4. Empirical Impact: Sample Efficiency, Stability, and Robustness
NERS implementations demonstrate improvements across key metrics:
| Metric | ALAP (NERS) (Chen et al., 2023) | Perm-Equiv NERS (Oh et al., 2020) | ESRS (Sarfraz et al., 2023) | ER-GNN Samplers (Zhou et al., 2020) |
|---|---|---|---|---|
| Convergence speed | 2× faster (DQN/CartPole); >30% speedup | 10–50% faster (TD3, SAC, Rainbow) | +5–7pp in continual Class-IL tasks | IM sampler reduces Catastrophic Forgetting (FM ↓) |
| Final return/accuracy | 10–20% higher average return | Higher asymptotic return all tasks | Doubled accuracy under label noise | PM up to 95.66% (Cora) |
| Stability/variance | 50–80% reduction in variance | Higher diversity/Std in sampled batches | Lower buffer corruption, less drift | Consistency across GNNs |
| Noise/label robustness | — | — | >2× accuracy under 50% label noise | — |
| Generality | Same code for DQN, DDPG, MADDPG | Continuous/discrete/both | Consistent under task/buffer sizes | Specializes to GNN continual learning |
Significant findings include sample selection that maintains higher diversity (NERS batch TD/Q-value stds are higher than RANDOM or greedy, supporting the mechanism’s efficacy), improved resistance to label noise (ESRS), and minimization of catastrophic forgetting in continual learning.
5. Algorithmic and Training Considerations
NERS modules are typically trained on-line, as meta-learners or via supervised/policy-gradient objectives.
- The permutation-equivariant NERS (Oh et al., 2020) employs REINFORCE-based updates to maximize a replay-improvement reward, the delta in cumulative return for models fine-tuned under current sampler parameters. The NERS policy is thus directly trained to maximize agent performance.
- ALAP maintains a mirror buffer with i.i.d. sampling (Double Sampling) to de-correlate the self-attention–driven adjustment from the prioritized batch used for network updates. Updates to the “neural sampler” branch use alternate uniform samples rather than replay-biased ones, preventing positive feedback loops (Chen et al., 2023).

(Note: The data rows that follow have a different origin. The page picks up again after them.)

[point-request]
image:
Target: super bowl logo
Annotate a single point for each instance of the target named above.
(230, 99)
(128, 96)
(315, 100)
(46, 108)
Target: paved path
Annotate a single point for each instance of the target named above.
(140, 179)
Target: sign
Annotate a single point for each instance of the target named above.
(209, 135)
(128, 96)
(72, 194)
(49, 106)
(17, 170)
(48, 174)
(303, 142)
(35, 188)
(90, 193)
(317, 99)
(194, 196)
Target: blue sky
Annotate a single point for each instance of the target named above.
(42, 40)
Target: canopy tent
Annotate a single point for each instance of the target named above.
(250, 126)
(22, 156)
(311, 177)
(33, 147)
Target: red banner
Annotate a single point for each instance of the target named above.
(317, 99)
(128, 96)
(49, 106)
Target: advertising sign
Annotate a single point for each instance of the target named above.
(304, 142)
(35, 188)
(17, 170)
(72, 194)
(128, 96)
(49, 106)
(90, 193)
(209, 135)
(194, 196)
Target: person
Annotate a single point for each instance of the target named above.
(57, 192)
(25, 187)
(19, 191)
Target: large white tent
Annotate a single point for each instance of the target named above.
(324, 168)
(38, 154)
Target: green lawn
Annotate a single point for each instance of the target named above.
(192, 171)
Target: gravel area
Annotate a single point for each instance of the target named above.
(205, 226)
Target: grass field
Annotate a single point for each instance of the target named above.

- ESRS requires an additional forward pass through the stable model for each incoming sample to assess candidate admissibility; however, update cost is per sample. Reservoir sampling remains uniform within the pre-filtered stream (Sarfraz et al., 2023).
NERS introduces moderate computational overhead (additional forward/backward passes for the sampler networks), but empirical studies indicate this is amortized by faster convergence and improved final performance.
6. Extensions, Limitations, and Future Directions
NERS design is generalizable across RL and continual learning domains, with instantiations for off-policy actor-critic, multi-agent, DQN/DDPG, and GNN-based learning. Reported limitations include:
- Increased computational cost for sampler forward/backward passes, particularly in influence-based samplers for GNNs, where Hessian-vector solves are required (Zhou et al., 2020).
- Replay-reward estimation in RL NERS requires multiple full evaluation rollouts, which can be expensive or impractical in real-world settings (Oh et al., 2020).
- For ALAP, the adaptive mechanism relies on measuring “batch concentration” via simple self-attention; it may underperform if the buffer’s state is not well reflected in such a statistic (Chen et al., 2023).
Future avenues proposed include incorporating uncertainty/model-based signals into neural sampler features, multi-agent or hierarchical replay, and meta-learned annealing of sample-selection exponents (Oh et al., 2020). A plausible implication is that NERS will become standard in regimes where data efficiency and robustness to nonstationarity are central, especially as online RL and continual learning advance.